MathOptInterface.jl
MathOptInterface.jl copied to clipboard
Improve performance of String names
A common source of performance problems in JuMP and MathOptInterface are dealing with the String
names of variables and constraints.
As a recent example, see https://github.com/jump-dev/MathOptInterface.jl/pull/2426 and related issues/PRs.
The main place that String
s are stored is:
https://github.com/jump-dev/MathOptInterface.jl/blob/dcfb03311bb6afc10a36e7967cdd9aecb706241c/src/Utilities/model.jl#L27-L31
When building models with large (>10^5) numbers of variables and constraints, these dictionaries contain a large number of strings.
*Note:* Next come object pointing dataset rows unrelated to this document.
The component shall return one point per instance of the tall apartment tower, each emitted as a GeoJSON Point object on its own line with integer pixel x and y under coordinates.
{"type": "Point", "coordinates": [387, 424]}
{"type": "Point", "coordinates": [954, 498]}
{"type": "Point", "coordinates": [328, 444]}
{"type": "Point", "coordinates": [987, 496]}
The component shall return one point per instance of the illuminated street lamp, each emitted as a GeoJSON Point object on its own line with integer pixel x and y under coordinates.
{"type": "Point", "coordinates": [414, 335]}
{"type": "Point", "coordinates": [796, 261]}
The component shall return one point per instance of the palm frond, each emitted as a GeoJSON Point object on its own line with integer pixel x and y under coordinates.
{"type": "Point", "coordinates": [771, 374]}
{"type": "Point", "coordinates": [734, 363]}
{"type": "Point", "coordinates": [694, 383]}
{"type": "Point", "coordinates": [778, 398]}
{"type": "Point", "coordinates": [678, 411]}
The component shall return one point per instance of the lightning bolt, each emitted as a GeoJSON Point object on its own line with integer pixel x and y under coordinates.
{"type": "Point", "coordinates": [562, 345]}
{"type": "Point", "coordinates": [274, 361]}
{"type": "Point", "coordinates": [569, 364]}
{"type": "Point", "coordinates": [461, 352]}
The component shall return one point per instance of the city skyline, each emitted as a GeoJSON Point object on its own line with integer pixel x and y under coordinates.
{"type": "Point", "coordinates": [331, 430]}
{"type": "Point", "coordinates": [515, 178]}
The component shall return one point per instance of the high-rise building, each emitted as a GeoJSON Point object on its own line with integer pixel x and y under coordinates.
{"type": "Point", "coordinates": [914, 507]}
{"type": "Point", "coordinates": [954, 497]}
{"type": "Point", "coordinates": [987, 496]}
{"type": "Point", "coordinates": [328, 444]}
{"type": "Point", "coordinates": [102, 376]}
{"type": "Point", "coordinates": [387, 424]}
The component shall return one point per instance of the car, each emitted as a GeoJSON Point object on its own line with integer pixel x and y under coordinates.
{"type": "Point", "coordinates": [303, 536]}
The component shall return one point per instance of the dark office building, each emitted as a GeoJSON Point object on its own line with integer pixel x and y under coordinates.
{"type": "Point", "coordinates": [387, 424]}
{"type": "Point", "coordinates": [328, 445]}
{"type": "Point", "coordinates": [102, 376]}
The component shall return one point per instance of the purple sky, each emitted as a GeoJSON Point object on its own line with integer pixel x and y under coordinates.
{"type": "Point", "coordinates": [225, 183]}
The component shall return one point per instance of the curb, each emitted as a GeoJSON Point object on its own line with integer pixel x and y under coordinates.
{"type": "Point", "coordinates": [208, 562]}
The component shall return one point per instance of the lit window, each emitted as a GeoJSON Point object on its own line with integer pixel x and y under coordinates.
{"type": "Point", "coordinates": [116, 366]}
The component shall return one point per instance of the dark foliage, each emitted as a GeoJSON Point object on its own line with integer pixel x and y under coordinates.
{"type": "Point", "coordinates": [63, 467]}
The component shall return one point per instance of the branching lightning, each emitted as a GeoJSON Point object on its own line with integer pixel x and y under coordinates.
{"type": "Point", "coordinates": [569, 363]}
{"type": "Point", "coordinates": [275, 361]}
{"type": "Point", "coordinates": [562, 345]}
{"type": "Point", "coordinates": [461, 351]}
Each String
is a GC-tracked object, and it is long-lived, because we maintain these dictionaries throughout the lifetime of a Model
. If CachingOptimizer
is involved, there can also be multiple copies of the strings, for example, if we have a setup like Cache(Model, Bridge(Cache(Model, Solver)))
.
Lots of long-lived GC-tracked objects are bad for Julia's garbage collector.
Workaround
The main workaround at present is JuMP.set_string_names_on_creation(model, false)
, which does not pass string names from JuMP to the solver.
The downside of this workaround is that solvers and file writers cannot print or display useful names to the user.
- https://github.com/jump-dev/JuMP.jl/issues/2973
- https://github.com/jump-dev/JuMP.jl/issues/2817
Potential approaches
We should try replacing the String
storage with an alternative string type. Candidates are:
- https://github.com/JuliaStrings/InlineStrings.jl
- https://github.com/JuliaData/WeakRefStrings.jl
To ensure backwards compatibility, we should make sure that getting and setting these strings uses the original String
type, so that the internal storage is hidden from the user.
It is okay to convert between string types, and to generate extra allocations if these new strings are short-lived objects. The real performance problem is long-lived GC-tracked objects.
Solvers
Many solver packages also store String
names. If the changes to MOI are an improvement, we should investigate was to simplify name handling in the different solver wrappers.